Possible contribution of Cannabinoid CB1 receptors as a pharmacotherapy for clozapine-induced weight gain in rat model of schizophrenia

F. Batool¹, A. Shah². ¹Department of Biochemistry, University of Karachi Pakistan, Karachi, Pakistan, ²Department of Biotechnology, University Management Sciences and IT Kotli, Kotli, Pakistan.

Introduction: Schizophrenia is a complex psychiatric disorder with a lifetime prevalence of 1% in general populations. The endocannabinoids anandamide and 2-arachydonoylglycerol (2-AG) are lipids naturally derived from membrane precursors which bind cannabinoid receptors. Long-term use of clozapine (CZP) for individuals with schizophrenia carries a high risk for developing metabolic abnormalities, especially clozapine-induced weight gain. The study was designed to investigate the behavioral and metabolic effects of sub-chronic administration of Clozapine (5mg.kg^-1) in rats followed by repeated administration of delta9-THC (5.6mg.kg^-1). The results were discussed in the context of possible causal link between dopaminergic and cannabinoid signaling system in rat brain as a pharmacotherapy in psychosis.
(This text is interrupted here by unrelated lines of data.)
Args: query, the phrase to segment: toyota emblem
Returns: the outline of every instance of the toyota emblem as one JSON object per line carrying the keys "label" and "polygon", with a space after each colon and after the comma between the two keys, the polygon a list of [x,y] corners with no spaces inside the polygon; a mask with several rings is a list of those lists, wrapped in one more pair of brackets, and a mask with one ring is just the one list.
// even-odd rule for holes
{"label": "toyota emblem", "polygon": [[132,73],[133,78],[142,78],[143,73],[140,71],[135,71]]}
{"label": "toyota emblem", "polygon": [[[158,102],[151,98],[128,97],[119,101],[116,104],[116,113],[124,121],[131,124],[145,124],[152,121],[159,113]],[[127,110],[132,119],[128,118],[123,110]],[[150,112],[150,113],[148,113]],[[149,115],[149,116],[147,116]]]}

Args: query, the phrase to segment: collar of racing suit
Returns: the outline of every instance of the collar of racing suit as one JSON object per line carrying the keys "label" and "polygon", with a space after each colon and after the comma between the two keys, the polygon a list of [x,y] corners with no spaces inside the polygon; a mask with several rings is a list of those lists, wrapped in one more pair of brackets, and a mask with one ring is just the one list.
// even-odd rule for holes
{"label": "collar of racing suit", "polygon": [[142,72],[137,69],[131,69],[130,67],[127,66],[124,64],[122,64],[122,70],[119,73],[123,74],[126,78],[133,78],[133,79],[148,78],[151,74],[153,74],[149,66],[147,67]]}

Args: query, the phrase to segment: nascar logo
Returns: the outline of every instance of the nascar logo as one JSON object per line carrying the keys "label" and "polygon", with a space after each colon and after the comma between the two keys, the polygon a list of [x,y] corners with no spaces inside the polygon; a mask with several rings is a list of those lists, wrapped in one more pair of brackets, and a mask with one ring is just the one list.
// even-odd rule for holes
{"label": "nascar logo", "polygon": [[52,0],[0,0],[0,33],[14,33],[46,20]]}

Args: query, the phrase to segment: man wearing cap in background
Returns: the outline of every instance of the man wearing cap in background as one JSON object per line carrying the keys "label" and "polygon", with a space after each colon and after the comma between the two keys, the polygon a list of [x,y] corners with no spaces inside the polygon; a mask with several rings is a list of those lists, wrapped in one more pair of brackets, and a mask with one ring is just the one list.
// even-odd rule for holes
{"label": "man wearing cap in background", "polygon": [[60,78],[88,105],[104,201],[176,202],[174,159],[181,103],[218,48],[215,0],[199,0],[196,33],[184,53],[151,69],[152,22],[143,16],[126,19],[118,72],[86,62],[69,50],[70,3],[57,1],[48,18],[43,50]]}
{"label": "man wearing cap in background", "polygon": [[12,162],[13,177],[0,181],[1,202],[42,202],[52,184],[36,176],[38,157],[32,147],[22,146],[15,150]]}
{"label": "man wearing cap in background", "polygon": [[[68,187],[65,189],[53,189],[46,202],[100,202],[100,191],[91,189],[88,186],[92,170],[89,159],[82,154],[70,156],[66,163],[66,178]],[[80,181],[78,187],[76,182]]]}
Method: Locally bred male Albino Wistar rats (n=48) weighing 150+10gm purchased from Dow University of Health Sciences, Pakistan. All procedures were conducted in accordance with NIH guidelines and approved by the Institutional Ethical Committee of University of Karachi, Pakistan. Rats were randomly assigned as: (1) Test group (n=24) received daily CZP (5mg.kg^-1) and (2) Control group (n=24) received Saline injections (0.9% NaCl), with an equal volume of 1ml.kg^-1 body weight, for four weeks via i.p. drug route. 15-days post-treatment, animals were further subdivided into four groups (n=12 in each group). Delta9-THC (tetrahydrocannabinol) (5.6mg.kg^-1) was administered daily for 2 weeks to each group rats. Food intake and body weights were monitored weekly. Behavioral testing was done using bar test for catalepsy and open field arena to determine the antipsychotic-like profile of delta9-THC and CZP. Data were presented as Means+SEM (n=48). Statistical significance was tested using one- or two-way Analysis of Variance (ANOVA) followed by Newman keuls Post hoc test by Graph Pad Prism (6.0) software support. A probability of less than 0.05 was considered statistically significant.

Results: Administration of delta9-THC (5.6mg.kg^-1) increased 25% body weight (P<0.01) and exhibited 50% more catalepsy (P<0.01) in CZP (5mg.kg^-1) treated rats. Significant increases were observed in cumulative Food intake (F=61.5 P<0.01) and decreased exploratory activity in CZP+delta9-THC group. Co-administration of delta9-THC (5.6mg.kg^-1) and CZP (5mg.kg^-1) showed increased plasma levels of anandamide (F=85.2 P<0.01), glucose (F=10.8 P<0.01) and Insulin (F=11.0 P<0.01).

Conclusions: It is concluded that 15-day administration of CB1 receptor agonist delta9-THC (5.6mg.kg^-1) exacerbate the feeding behavior in CZP treated rats and demonstrate weight gain and obese syndrome consistent with the view that CB1 receptors have a great impact in regulating food intake and related metabolic disorders in treatment-resistant schizophrenia.

References:

1.Desfossés J et al. (2010). Pharmaceuticals 3: 3101-3126.